Saturday, January 16, 2010

At Last! Anecdotal Proof That Video Games Warp Minds.

I feel like there's an interesting divide in the Avatar reviews. Most of what I've heard has been positive, but there's a range within that positive that I'm trying to understand. The, for woeful lack of a better term, "gaming generation" seems to err toward the higher end of that aforementioned range while "parents" lean more toward the lower end. Everyone agrees the graphics are pretty. There's some discussion about the merits of the third dee and what it really adds that a mere two dees can't handle. The biggest factor seems to be how reviewers weight the story.

Adam Sessler of G4TV has a podcast ("Sessler's Soapbox" released 1/13/10) that I like in which he defines immersion as "the impossible made viable" in a world in which one can feel lost, but still understand the logic, the physics, and the fun. Gamers--despite the plural I mean me--constantly seek that world, that experience that's alien, but familiar.
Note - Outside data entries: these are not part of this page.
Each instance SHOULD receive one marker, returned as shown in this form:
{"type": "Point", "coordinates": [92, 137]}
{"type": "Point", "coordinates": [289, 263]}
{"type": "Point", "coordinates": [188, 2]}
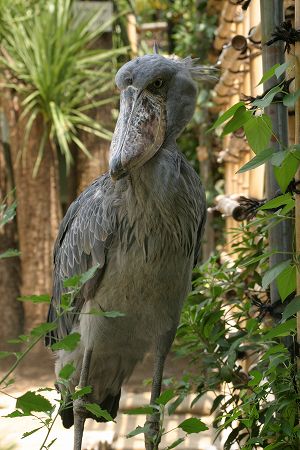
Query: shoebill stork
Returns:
{"type": "Point", "coordinates": [141, 223]}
I wonder if this helps explain how the eye-candy movies do so well despite relatively scant story. Have I predisposed myself to accepting sub-par storytelling after years of programming my brain to just stop thinking and accept the coding as fact? I don't think so, but I have a vested interest in that outcome.

I don't know the answer, and it probably doesn't matter, but Sessler's comment got me thinking. My friends (all gamers) seemed about as enthusiastic as I was while the two...umm...traditional? adults I know that've seen Avatar are less enthused. Perhaps the significant difference is gaming.